Roy Lichtenstein, Head with Monocle, 1980.
You'll recall Mr Charles Cyril Wimpleton-Cooke, late of Knightsbridge, now helping out at National Review Online, where he helps to furnish the word cheese, with dainty morsels like this:
one really shouldn’t be surprised by the ever-mind-numbing output of Gawker, a website that is run by professional trolls and read primarily by people with eyes that are so close together that they could host a monocle.
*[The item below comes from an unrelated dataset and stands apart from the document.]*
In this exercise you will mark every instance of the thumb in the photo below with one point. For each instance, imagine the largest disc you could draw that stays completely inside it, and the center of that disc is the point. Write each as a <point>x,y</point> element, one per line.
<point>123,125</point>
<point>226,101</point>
Hmm (Thx to @mattyglesias for noticing the strangeness of the expression).  I first heard of him, anyway, on the Twitter machine, in the context of Governor Snyder's campaign to take Michigan back to the 1880s, where he wanted to know if President Obama intended to deny him "the right to work for less money." Naturally I thought he meant to complain about the way union contracts discriminate against the very wealthy, who might be embarrassed by high wages and benefits and prefer a smaller and less visible paycheck.

But no! It turns out that Charles Clarence Wilfrid isn't wealthy at all, unless you count his job, which is surely not unionized, and presumably doesn't pay the way it did when old Lord Buckley was alive (to say nothing of the lunches in those days, which were spectacular). To the contrary, he has no particular wish to be paid less money at the moment; rather, it's a matter of principle:
So that's another story. And I wonder what story it is? Where I come from, the right to be paid less is when you want to take a job away from somebody who has to feed a family and can't afford to work for less; in Magic Market terms, it's selling your labor at loss leader prices to get that foot in the door. To the true conservative market theorist, I guess, the other person there deserves to lose the job: What do they want to be going around having all those children for anyway? To me, the principle has a name, and it's scabbing.
This monocled Barbie is modeled from Otto Dix's famous 1926 portrait of the journalist Sylvia von Harden (see inset); flotsam, found in a Google search (monocle + cubism), from somebody's shipwrecked Tumblr account.